Belarus: modern technology provides a lifeline to deaf people during the pandemic

During the pandemic, the wearing of masks has introduced a new, unexpected challenge for the estimated 10 000 hearing-impaired people in Belarus: the inability to read lips. With this key means of understanding the world suddenly denied to them, many deaf people have found themselves both frustrated and isolated.

This problem has proven to be particularly acute when deaf people have needed to visit health centres, where it has been difficult – and sometimes impossible – for them to understand what doctors and nursing staff are saying, and to explain their health issues. Many deaf people only read lips and use sign language, and under normal circumstances might be accompanied by an interpreter, who would speak on their behalf. However, with the pandemic, most of these interpreters are now having to work remotely, due to the risks of catching COVID-19.

To help overcome this communication obstacle, the WHO Country Office in Belarus trialled the use of a tablet computer in a Minsk translation office, giving deaf patients in the city a central “hub” through which they could quickly get a sign-to-speech translation service. By placing a video call to interpreters from their own mobile phones, deaf patients can have their health problem explained to doctors, while doctors can ensure that necessary treatments are understood by the patient – all without interpreters needing to travel unnecessary distances and put themselves at risk of COVID-19 infection.

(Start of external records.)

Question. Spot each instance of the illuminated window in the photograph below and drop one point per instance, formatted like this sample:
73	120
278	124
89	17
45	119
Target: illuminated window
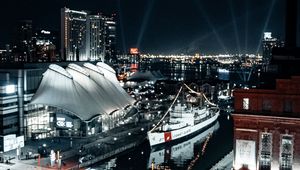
266	105
286	152
246	103
265	157
287	107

Following the successful trial, 25 tablets were purchased for translation offices across Belarus, thanks to funding from the European Union’s Eastern Partnership COVID-19 Solidarity Programme.

Dr Masoud Dara, Special Representative of the WHO Regional Director to Belarus/Head of the WHO Country Office in Belarus said of the initiative: “Technical means allow us to hold various consultations and events remotely, and we should use these opportunities as much as possible. Nobody should be left out of the pandemic response – and that also applies to people in the deaf community”.